A year later, her cousin was gone. They made cookies in her memory. Each
child had to share the icing. She was the last. Her cookie was a patchwork of the leftover
icing, but still she was proud.

The cookies hung on the tree. She and the other children wanted to eat them, but they were meant to be ornaments and a remembrance.

This year, she thought of those cookies. A craving came over her. This Christmas
she wanted a cookie. It wasn’t much to ask for. All she wanted was a simple frosted
sugar cookie.

She didn’t bake much herself. She never had the knack for it.

Her thoughts followed her life journey. The first mother-in-law handed out store-
bought cookies. It was a good thing, because that woman couldn’t bake.

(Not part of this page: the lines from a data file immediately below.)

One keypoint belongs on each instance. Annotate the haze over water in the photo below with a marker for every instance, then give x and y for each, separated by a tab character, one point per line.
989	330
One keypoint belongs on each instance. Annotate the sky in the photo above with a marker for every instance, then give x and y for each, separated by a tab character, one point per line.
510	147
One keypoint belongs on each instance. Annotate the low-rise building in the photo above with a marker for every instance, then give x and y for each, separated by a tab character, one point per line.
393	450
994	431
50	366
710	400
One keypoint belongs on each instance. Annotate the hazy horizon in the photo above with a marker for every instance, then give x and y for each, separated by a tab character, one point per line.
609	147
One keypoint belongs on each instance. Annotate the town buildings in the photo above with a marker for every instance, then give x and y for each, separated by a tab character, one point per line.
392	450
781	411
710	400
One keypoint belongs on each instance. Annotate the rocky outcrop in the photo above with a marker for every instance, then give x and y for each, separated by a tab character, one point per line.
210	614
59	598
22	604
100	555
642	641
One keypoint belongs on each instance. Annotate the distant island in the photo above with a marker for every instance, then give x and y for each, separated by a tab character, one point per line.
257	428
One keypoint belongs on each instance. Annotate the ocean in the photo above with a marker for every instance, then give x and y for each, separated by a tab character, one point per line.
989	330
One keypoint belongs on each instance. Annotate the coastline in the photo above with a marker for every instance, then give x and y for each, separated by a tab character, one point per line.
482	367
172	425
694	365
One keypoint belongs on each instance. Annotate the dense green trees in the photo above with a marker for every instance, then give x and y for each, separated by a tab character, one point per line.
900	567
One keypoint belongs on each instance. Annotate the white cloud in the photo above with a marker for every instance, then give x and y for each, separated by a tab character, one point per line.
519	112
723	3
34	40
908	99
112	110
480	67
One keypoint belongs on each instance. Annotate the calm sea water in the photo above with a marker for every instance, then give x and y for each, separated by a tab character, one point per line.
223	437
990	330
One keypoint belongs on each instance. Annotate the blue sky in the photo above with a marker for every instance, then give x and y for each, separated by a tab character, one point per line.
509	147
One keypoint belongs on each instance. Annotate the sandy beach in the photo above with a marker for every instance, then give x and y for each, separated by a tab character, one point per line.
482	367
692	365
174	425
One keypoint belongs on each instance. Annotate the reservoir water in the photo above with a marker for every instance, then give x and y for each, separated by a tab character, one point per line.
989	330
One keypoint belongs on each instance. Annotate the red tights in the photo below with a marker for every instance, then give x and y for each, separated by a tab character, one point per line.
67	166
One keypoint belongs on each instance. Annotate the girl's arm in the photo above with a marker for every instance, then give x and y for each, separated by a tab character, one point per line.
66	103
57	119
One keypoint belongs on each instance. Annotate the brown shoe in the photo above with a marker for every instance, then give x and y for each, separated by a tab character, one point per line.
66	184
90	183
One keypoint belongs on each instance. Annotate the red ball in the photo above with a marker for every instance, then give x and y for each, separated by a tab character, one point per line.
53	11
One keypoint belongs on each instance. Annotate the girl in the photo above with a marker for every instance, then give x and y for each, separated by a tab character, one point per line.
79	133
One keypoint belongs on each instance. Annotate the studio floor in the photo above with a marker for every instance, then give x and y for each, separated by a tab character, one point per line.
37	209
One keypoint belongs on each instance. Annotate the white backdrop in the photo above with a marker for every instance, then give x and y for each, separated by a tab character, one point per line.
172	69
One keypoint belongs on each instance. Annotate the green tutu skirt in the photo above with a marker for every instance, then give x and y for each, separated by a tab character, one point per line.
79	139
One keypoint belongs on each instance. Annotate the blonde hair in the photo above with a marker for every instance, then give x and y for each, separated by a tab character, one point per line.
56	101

The second mother-in-law gave large bags of sugar-coated cookies. She was
excited, until she bit into the first one. They were paper thin and tasted horrible.
She made them with bacon grease instead of lard – something they did when times
were tough.

The third mother-in-law made great cookies.

She sat in her chair, stared at the tree, listened to her parakeet, and drooled for
a frosted sugar cookie. “Lord, I don’t need much, but right now, I would love a
frosted sugar cookie. I could sit in front of my electric fireplace, sip a cup of tea, and
remember a wonderful moment in my life. It’s not too much to ask on this special
occasion.

“You need to answer so many prayers. Most need more than I do, but a cookie
would be great on the birthday of your son. It’s all I ask.”

The year before, she saw a cookie in the store. It was expensive, but she thought
it would be worth it – just a frosted Christmas tree, not too much to ask for. She took it
home and prepared her tea. A cookie and tea were great together, but the cookie was hard
as rock and inedible. She was disappointed.

On this Christmas Eve, she opened the door of her small apartment and found a
clear plastic bag tied with a shiny ribbon attached to her door. It was a wink from God.
Inside were three cookies. Each door of the complex had the same. Included with the bag
was a business card from a new neighbor. “Merry Christmas!”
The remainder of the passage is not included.